No, the answer is clear: While America has always welcomed individuals of diverse faiths and nonfaith, we have never ceased to be a Judeo-Christian nation. That small minority could tear references of faith off of every building and document across our nation, but it would not change the fact that we were built on Judeo-Christian principles. Indeed, these beliefs are so interwoven into the tapestry of freedom and liberty upon which our nation is built that to begin to unravel one is to begin to unravel the other.
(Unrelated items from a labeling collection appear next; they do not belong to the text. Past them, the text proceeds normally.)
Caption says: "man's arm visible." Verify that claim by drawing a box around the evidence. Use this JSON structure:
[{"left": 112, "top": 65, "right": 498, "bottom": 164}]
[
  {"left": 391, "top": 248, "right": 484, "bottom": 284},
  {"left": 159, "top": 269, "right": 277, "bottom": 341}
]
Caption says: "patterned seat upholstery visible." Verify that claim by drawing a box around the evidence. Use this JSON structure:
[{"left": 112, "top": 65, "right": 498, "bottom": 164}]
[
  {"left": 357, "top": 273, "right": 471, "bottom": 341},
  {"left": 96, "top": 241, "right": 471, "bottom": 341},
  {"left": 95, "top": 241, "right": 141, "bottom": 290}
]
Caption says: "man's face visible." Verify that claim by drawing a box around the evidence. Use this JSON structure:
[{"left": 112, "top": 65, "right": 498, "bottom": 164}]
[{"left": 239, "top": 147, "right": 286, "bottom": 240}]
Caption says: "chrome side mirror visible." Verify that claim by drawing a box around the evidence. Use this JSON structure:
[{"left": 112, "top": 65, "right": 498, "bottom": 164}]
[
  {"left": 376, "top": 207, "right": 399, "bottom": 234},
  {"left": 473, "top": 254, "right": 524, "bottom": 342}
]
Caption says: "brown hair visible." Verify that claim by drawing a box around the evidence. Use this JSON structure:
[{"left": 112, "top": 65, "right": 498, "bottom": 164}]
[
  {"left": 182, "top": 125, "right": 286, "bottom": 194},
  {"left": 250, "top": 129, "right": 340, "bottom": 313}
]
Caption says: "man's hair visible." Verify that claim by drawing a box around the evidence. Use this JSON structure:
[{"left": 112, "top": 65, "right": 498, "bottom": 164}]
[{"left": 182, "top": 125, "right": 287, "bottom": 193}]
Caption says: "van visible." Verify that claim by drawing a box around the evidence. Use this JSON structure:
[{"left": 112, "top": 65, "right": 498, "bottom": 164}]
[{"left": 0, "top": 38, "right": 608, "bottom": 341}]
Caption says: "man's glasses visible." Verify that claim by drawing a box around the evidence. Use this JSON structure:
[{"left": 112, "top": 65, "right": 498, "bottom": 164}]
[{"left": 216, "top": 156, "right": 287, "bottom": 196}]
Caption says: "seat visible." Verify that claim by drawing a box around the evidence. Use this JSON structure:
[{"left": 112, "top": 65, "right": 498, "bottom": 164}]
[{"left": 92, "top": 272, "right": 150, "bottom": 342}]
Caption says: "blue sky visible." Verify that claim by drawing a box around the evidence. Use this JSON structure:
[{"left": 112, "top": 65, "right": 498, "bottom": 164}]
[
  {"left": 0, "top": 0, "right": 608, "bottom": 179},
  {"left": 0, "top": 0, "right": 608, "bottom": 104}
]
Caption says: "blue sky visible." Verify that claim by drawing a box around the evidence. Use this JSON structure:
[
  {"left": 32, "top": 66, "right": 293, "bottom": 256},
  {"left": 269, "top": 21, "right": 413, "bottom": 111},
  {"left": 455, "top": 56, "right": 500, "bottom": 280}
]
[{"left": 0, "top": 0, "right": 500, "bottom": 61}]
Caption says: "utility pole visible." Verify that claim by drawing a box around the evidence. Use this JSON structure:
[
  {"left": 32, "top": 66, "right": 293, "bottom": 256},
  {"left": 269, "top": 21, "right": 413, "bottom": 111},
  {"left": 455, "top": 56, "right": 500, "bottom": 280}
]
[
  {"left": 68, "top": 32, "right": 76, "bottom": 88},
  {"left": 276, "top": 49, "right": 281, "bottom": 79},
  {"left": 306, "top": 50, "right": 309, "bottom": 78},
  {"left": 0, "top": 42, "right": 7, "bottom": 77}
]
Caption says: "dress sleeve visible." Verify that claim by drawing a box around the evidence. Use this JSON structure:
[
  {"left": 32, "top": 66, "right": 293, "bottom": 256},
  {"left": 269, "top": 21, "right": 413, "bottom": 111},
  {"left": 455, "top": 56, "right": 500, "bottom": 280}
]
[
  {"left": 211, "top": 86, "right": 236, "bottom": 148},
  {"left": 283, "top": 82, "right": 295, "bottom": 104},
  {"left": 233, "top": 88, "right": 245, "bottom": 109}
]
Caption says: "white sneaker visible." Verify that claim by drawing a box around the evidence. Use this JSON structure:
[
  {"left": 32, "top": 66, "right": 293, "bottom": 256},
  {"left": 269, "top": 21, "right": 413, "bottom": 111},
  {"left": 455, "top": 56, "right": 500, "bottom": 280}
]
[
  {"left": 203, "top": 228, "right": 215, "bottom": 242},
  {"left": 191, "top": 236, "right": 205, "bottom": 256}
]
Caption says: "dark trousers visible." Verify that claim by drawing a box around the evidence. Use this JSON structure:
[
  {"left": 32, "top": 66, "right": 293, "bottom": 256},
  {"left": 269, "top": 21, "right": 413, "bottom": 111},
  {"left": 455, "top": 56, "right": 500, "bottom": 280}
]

To those who feel we have ceased to be a Judeo-Christian nation, I would invite them to reexamine these principles and read H.Res.397, America's Spiritual Heritage Resolution, which chronicles some of the highlights of our nation's spiritual historical milestones and establishes a week for Americans to remember and reflect on these principles. If they do, I believe they will conclude as President Dwight Eisenhower did that, "Without God, there could be no American form of Government, nor an American way of life. Recognition of the Supreme Being is the first—the most basic—expression of Americanism. Thus the Founding Fathers saw it, and thus, with God's help, it will continue to be."